Nehmen wir die Szene, in der Stan & Ollie einer Dame einen Weihnachtsbaum verkaufen wollen. Die Dame möchte aber keinen Weihnachtsbaum. Stan fragt, ob vielleicht ihr Ehemann einen Weihnachtsbaum kaufen möchte. Die Dame erwidert, sie hätte keinen Mann. «Wenn Sie einen Mann hätten, würde er einen Weihnachtsbaum kaufen?» Natürlich geht die Sache schief.
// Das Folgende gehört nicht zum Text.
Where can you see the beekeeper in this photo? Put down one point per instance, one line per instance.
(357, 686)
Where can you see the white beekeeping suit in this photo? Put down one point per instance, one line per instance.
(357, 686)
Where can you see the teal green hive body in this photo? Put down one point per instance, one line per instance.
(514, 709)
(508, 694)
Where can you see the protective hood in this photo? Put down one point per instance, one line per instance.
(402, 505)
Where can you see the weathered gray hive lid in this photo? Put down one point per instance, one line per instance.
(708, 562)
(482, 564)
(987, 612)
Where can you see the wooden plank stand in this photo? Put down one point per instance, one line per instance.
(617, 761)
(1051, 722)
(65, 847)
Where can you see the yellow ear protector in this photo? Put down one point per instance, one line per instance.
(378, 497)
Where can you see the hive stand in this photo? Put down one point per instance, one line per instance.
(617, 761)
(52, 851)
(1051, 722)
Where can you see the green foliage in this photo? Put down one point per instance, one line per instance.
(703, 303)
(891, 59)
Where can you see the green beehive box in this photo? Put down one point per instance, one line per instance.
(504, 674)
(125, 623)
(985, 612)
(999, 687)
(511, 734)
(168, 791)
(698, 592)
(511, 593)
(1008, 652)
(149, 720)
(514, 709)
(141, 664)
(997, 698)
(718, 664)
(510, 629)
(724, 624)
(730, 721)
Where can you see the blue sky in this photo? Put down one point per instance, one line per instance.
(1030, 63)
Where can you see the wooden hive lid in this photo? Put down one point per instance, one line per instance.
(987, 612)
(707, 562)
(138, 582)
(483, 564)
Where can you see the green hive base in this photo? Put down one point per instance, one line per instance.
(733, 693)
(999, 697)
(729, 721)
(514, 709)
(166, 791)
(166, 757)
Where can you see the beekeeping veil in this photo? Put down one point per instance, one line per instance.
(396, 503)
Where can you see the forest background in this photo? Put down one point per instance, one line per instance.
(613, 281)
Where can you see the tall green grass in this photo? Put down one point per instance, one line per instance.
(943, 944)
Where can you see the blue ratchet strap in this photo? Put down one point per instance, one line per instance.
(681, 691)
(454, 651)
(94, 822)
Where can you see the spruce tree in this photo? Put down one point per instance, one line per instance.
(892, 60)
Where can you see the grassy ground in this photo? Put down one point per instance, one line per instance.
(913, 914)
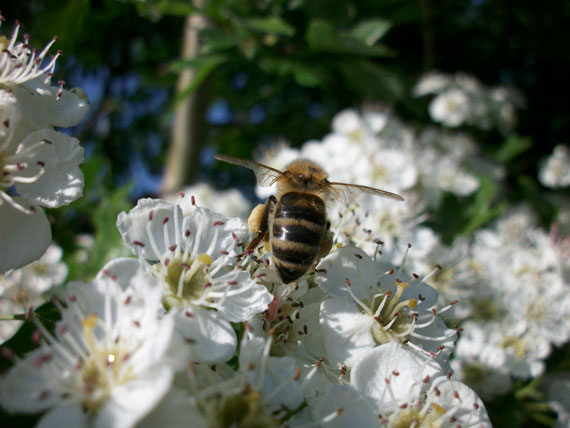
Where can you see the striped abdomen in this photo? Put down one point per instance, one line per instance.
(298, 231)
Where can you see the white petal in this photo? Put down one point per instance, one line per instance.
(356, 412)
(369, 375)
(175, 411)
(243, 306)
(25, 237)
(68, 414)
(348, 263)
(132, 401)
(133, 227)
(212, 338)
(62, 180)
(471, 411)
(26, 389)
(68, 110)
(346, 331)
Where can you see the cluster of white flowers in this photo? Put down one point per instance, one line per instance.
(463, 100)
(192, 331)
(376, 149)
(22, 289)
(518, 307)
(39, 166)
(152, 340)
(555, 171)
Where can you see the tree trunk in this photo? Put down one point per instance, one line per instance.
(186, 139)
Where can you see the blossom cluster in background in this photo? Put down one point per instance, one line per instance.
(462, 100)
(39, 166)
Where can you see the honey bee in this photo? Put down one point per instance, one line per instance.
(294, 221)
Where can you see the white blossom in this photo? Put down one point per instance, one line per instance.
(22, 289)
(109, 362)
(555, 171)
(193, 256)
(407, 390)
(451, 108)
(371, 304)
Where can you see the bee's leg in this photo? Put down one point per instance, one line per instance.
(258, 223)
(326, 246)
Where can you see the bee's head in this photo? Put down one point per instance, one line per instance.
(304, 175)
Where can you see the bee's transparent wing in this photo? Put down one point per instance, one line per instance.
(348, 192)
(266, 176)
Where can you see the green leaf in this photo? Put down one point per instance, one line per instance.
(304, 75)
(482, 210)
(20, 343)
(203, 67)
(370, 31)
(512, 147)
(372, 80)
(271, 25)
(323, 37)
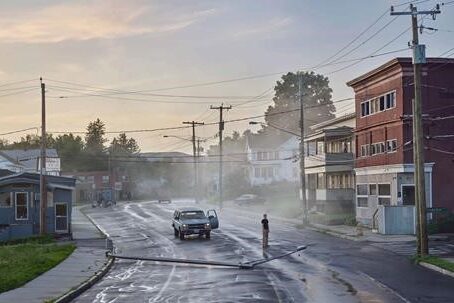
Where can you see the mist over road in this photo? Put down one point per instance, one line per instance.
(332, 270)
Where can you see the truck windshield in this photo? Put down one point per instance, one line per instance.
(192, 215)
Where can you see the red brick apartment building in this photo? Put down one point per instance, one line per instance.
(384, 148)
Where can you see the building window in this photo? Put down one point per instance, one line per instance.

Welche der vielen musikalischen Möglichkeiten die Beste ist, steht gar nicht fest. Denn jedes Publikum tickt anders! Es ist wie schaukeln, die Bewegung alleine nützt nichts. Man muss seine Bewegungen genau auf die Bewegung der Schaukel abstimmen. So ist es auch mit der Filmmusik. Es geht nicht um die Frage «Welche Musik passt zum Film?» In Wirklichkeit geht es um die Frage: «Welche Musik passt zum Publikum?» Und diese Frage kann man nur mit dem Publikum und deshalb nur aus dem Moment heraus entscheiden. So schaukeln Publikum, Musik und Film sich in einer großen Rückkopplungsschleife gegenseitig hoch.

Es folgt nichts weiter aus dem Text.